Moments later, a caution for Jordan Mackison, who wheeled the return of the iconic Apple No. 12, stacked the field back up and allowed Rahmer to pick off Dewease for second on lap four.
“Getting by Lance was critical,” Rahmer said.
Macri’s two-second lead over Rahmer on lap 11 vanished when Mackison brought out the race’s second caution and the ultimate stoppage that led to Rahmer’s race-winning slide job.
Macri picked the top on the restart and Rahmer took advantage of the bottom, sliding his way to the lead in yet another battle between Pennsylvania’s finest young racers.
Four laps later, a caution for JJ Grasso bunched the field back up and even though the bottom did the job for Rahmer on the previous restart, he chose the top.
That decision nearly backfired, as Macri counteracted with a slide job of his own. But that’s when the red flag came out for Dietrich and Wolfe under the flag stand, and the next restart was then be single-file.
“[Macri] had me beat going into [turn] one,” Rahmer said. “I might’ve been able to get down the bank and get alongside him but I didn’t because the red came out. It would’ve been close. It was the wrong decision going to the top there on that restart. Thinking back on it, it seemed right at the time, but I passed all my guys in the middle or on the bottom previous to that. I judged wrong.
“We caught a break. Sometimes you have to get lucky, too.”
Macri, on the other hand, didn’t have things go his way. After leading nine laps, the 21-year-old finished fourth and lost grip of second with five laps to go as Stewart and Logan Schuchart slipped by in traffic.
Going into the final sprint car feature in Pennsylvania and on the east coast, Macri remained within reach of the Central Pennsylvania points title.
He needed to either win and have Dietrich finish worse than seventh or place second and have Dietrich finish outside the top 10.
Those two scenarios unraveled in the waning stages, but instead Dietrich narrowingly escaped as the 2020 Central Pennsylvania points champion.
Dewease faded to fifth, while Tyler Ross, Jacob Allen, Brent Marks, Kyle Reinhardt, and Gio Scelzi rounded out the top 10.

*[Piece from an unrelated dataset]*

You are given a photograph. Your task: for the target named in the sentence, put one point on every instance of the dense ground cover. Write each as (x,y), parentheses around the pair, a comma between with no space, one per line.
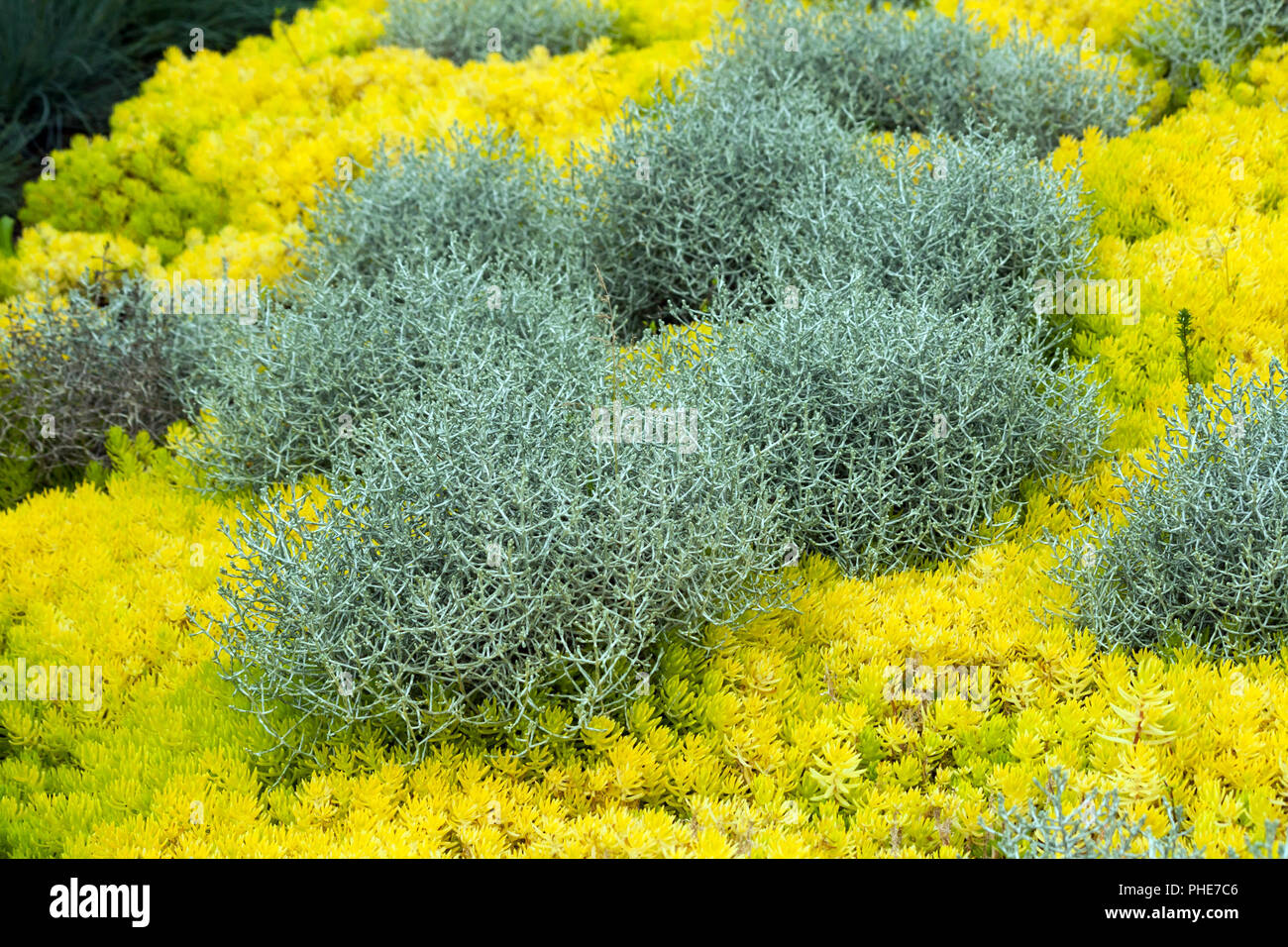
(781,735)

Mackison, driving the car made famous by sprint car icons Greg Hodnett and Fred Rahmer, finished 22nd.
The finish:
Freddie Rahmer, Shane Stewart, Logan Schuchart, Anthony Macri, Lance Dewease, Tyler Ross, Jacob Allen, Brent Marks, Kyle Reinhardt, Gio Scelzi, Steve Buckwalter, Billy Dietrich, Doug Hammaker, Dallas Schott, Kyle Moody, Matt Campbell, Brent Shearer, Danny Dietrich, Lucas Wolfe, Zach Newlin, JJ Grasso, Jordan Mackison, Tony Fiore.